I wrote the following piece of code to advance the input date to the following calendar date. This works well when tested in a dummy source file compiled with g++ 4.1.2
However, when running the following code from within my firm's simulator(intricate details of which are unavailable to me at this point), it breaks on 20021027; i.e. for dates other than 20021027, it works as intended but for 20021027, it returns 20021027 itself.
Please advise as to what could be going wrong?
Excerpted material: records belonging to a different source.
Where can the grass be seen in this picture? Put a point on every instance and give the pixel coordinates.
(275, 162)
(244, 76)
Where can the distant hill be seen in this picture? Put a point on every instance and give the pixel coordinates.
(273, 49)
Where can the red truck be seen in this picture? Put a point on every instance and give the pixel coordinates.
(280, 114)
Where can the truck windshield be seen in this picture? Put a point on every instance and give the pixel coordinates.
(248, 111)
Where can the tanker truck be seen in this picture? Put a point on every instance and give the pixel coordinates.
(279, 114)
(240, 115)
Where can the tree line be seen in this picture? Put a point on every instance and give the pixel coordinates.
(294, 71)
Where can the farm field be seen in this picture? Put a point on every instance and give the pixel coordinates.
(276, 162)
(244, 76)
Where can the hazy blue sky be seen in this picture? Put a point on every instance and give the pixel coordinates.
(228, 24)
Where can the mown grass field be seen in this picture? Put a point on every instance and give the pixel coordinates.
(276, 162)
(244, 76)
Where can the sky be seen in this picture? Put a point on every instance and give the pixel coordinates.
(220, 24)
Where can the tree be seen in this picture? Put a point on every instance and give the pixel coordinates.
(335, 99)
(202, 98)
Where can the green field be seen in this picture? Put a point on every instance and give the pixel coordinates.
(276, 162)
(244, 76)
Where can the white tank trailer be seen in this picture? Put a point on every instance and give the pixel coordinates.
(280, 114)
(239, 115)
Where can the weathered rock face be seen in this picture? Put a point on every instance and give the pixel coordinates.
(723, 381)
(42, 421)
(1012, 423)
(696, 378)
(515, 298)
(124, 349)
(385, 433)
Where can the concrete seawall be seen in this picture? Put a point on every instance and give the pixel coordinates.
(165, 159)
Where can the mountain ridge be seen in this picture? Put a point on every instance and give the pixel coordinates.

int nextday(const int &date, int n=1)
{
struct tm curr_time;
int yyyy = curr_time.tm_year = date/10000-1900;
int mm = curr_time.tm_mon=(date/100)%100-1;
int dd = curr_time.tm_mday=date%100;
curr_time.tm_min=0;
curr_time.tm_sec=0;
curr_time.tm_hour=0;
time_t next = mktime(&curr_time) + 24*60*60*n;
struct tm new_time;
localtime_r(&next,&new_time);
yyyy = 1900 + new_time.tm_year;
mm = 1 + new_time.tm_mon;
dd = new_time.tm_mday;
return (10000*yyyy+100*mm+dd);
}
I don't see why that one date would cause problems, but I don't
understand why you're doing things the hard way. Just add one to the
tm_mday
field before calling mktime
, then extract the corrected
values from the struct tm
you passed into mktime
. (There's a reason
why the pointer into mktime
points to non-const.) Something like:
int
nextday( int date, int n = 1 )
{
tm broken_down;
broken_down.tm_year = date / 10000 - 1900;
broken_down.tm_mon = (date / 100) % 100 - 1;
broken_down.tm_mday = date % 100 + n;
broken_down.tm_hour = 12; // avoid issues with summer time, etc.
broken_down.tm_min = 0;
broken_down.tm_sec = 0;
mktime( &broken_down );
return (broken_down.tm_year + 1900) * 10000
+ (broken_down.tm_mon + 1) * 100
+ broken_down.tm_mday;
}
(You might want to add some sanity checks, i.e. verify that the int
passed in really does represent a date in the expected format, and that
n
is in some reasonable range. Or if you can influence the decision,
use some standard date format, so you don't have to.)
Anyway, I'd suspect some problem in the simulator, especially if it works with the same value locally.